Baseball is back in full swing, and the 20 or so games we've seen so far have been glorious. Although we haven't even completed a third of the season, we still have storylines and players worth highlighting this early. We'll be taking a look at the most interesting takeaways every week this MLB season so check back every Sunday for the recap. Now, here's what we learned from Week 4 in MLB:

Yelich looks unstoppable

We mentioned Milwaukee Brewers outfielder Christian Yelich in our first installment of the season because he had homered in each of his first four games to open his 2019 campaign. The reigning National League MVP gets another nod because he's still crushing home runs at a rapid-fire pace. Yelich is slashing .455/.538/1.545 with eight home runs, 16 RBI and four walks over his past six games.

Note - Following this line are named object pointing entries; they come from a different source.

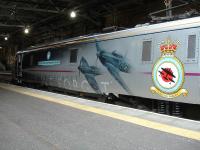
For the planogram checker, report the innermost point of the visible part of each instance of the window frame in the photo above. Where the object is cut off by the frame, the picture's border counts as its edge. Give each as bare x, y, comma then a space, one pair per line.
152, 51
195, 59
70, 50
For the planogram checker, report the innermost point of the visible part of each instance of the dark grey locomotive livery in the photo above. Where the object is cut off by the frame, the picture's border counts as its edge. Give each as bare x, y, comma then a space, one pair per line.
119, 62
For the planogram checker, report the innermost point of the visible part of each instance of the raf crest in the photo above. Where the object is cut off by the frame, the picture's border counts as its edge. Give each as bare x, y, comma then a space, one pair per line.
168, 73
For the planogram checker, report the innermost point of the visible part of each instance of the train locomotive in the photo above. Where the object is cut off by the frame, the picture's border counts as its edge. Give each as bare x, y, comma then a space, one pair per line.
158, 61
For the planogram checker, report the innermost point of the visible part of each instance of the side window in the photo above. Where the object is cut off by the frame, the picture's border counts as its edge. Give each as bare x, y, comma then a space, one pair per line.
191, 51
147, 51
73, 55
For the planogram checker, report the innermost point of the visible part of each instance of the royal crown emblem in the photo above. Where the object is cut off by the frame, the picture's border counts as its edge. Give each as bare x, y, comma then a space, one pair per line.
168, 72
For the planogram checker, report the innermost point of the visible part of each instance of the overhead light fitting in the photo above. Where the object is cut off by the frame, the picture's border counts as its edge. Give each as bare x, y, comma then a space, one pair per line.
26, 30
73, 14
5, 38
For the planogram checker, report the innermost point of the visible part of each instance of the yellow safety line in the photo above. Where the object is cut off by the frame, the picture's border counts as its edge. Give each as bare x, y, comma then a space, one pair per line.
135, 120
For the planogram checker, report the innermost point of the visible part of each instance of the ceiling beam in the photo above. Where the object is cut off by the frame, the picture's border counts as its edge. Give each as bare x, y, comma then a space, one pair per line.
11, 25
30, 9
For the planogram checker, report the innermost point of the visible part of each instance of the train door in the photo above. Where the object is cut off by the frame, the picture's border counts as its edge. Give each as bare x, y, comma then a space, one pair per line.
19, 68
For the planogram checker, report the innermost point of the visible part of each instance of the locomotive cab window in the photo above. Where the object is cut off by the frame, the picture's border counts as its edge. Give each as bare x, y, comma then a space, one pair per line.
191, 51
147, 51
73, 55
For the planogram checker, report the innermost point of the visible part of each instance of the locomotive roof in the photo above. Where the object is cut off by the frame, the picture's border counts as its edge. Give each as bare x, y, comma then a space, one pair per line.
146, 29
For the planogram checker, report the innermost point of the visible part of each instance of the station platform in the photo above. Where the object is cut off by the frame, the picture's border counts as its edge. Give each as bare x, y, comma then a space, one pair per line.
34, 119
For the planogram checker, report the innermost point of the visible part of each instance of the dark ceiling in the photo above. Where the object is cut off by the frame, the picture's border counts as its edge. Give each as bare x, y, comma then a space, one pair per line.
49, 19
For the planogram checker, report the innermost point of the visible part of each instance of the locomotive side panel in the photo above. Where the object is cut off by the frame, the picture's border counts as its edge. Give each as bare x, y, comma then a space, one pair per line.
118, 65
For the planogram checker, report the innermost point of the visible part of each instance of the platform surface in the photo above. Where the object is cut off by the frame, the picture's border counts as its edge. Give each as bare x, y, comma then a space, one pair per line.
33, 119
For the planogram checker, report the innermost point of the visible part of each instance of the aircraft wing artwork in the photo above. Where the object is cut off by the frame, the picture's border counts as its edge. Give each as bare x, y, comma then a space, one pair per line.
93, 83
90, 72
115, 63
115, 73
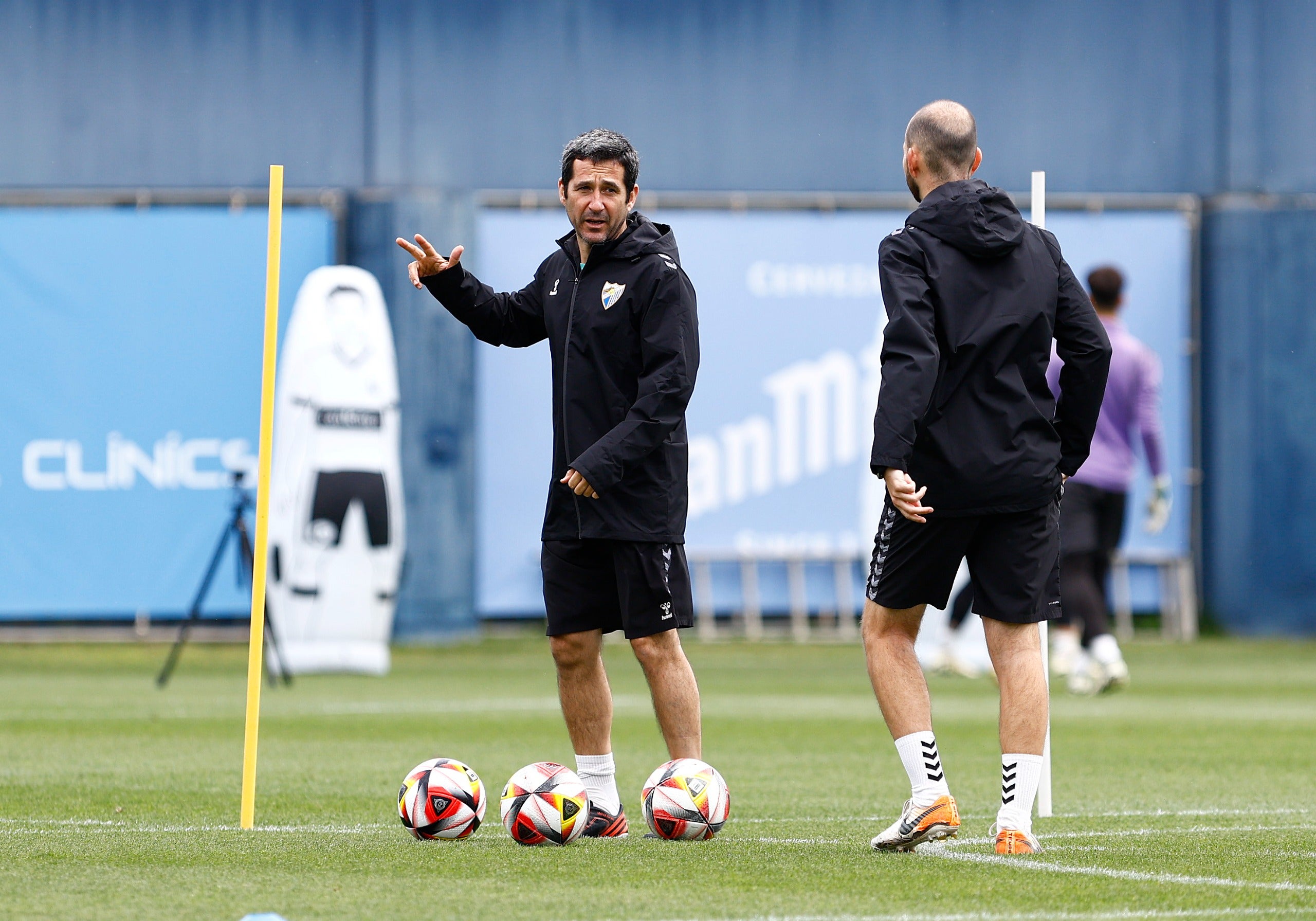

He hit his MLB-leading 12th and 13th home runs in Saturday's win over the Dodgers at Miller Park (MIL 5, LAD 0), setting two Brewers records in the process. 

His third inning solo shot off Hyun-Jin Ryu set the franchise record for home runs before the end of April (12), and his second blast of the night -- in the sixth, again off Ryu -- tied Prince Fielder's franchise record set in May of 2007 for most home runs in a single month (13).

And those aren't the only records Yelich is closing in on.

The 27-year-old is one homer away from tying the MLB record for home runs before May 1, set by Albert Pujols in 2006 and matched by Alex Rodriguez in 2007 (14). The Brewers have nine games left in April (Dodgers, Cardinals, Mets, Rockies), with three of them at home where Yelich has hit all of his homers this season. It doesn't look like Yelich is going to be slowing down anytime soon, so make sure you tune in for his next couple of at-bats -- Brewers fans can stream regionally via fuboTV (Try for free). It's can't-miss baseball.

Carrasco has a strong turnaround

After beginning the season on a sour note, Cleveland Indians starter Carlos Carrasco appears to be back to himself. Carrasco gave up six earned runs in the shortest outing in his career on April 12 (six runs in 2/3 of an inning) against the Royals, and he told reporters the following the game: "Tonight nothing was there," Carrasco told Paul Hoynes of Cleveland.com. "My command, my velo. Really nothing was there. Yes, I feel healthy. That's the most important thing. But I couldn't find myself. Nothing was there, man."

In his fourth start of the season -- a 1-0 win over the Seattle Mariners on Wednesday -- Carrasco looked solid through seven scoreless innings. He finished with 12 strikeouts (the second time this season he's whiffed 12 in a start), and struck out the side three times, only allowing one runner to reach third base. He racked up 23 swinging strikes in his 108 pitches, with 72 total strikes.

The drastic turnaround is not only encouraging for Carrasco, but it's reassuring for Cleveland since it's widely considered the favorite to come out of the American League Central due to its dominant rotation. With Mike Clevinger not set to make his return from the injured list (upper-back strain) until at least June or July, the big arms of Corey Kluber, Trevor Bauer, Shane Bieber and Carrasco have been picking up the slack.

Carrasco's next start of the 2019 season will be on Tuesday, when he takes on Marlins at Progressive Field -- stream regionally via fuboTV (Try for free).

First-place Pirates are intriguing 

Since starting the 2019 season 6-5, the Pirates have gone on to win six of seven to move to 12-6. They have racked up five straight wins from April 14-20 and as of Sunday, they own the best winning percentage in baseball at .667 (tied with Seattle and Tampa Bay). Pittsburgh's starters have combined for a 1.93 ERA -- the best in MLB -- and they've put together 13 quality starts. It's also the first time in franchise history that the pitching staff has recorded three shutouts through the first six games. The Rays and Mariners have been getting a decent amount of attention for their hot (and mostly unexpected) starts to the season, but the Pirates that have definitely been the most surprising team thus far.

Aside from the bad news we got from Friday's ugly collision in the outfield (Starling Marte, Erik Gonzalez heading to the IL), Pittsburgh still has a lot of positives to be excited about. The rotation is the most significant bright spot, and as CBS Sports' Matt Snyder wrote, the starting pitchers can be good enough to keep them in contention. That may very well be true, as the Bucs more than doubled their postseason odds from 9.8 percent on Opening Day to 26.7 percent on Sunday, according to FanGraphs. We're still obviously early into the season, but the fact that Pittsburgh isn't backing down to its NL Central foes means that it could be in the mix for at least a wild-card spot come late summer and into September. Only time will tell if the team's rotation, fronted by Chris Archer, Jameson Taillon and Trevor Williams, can continue to pitch as well as they have been thus far.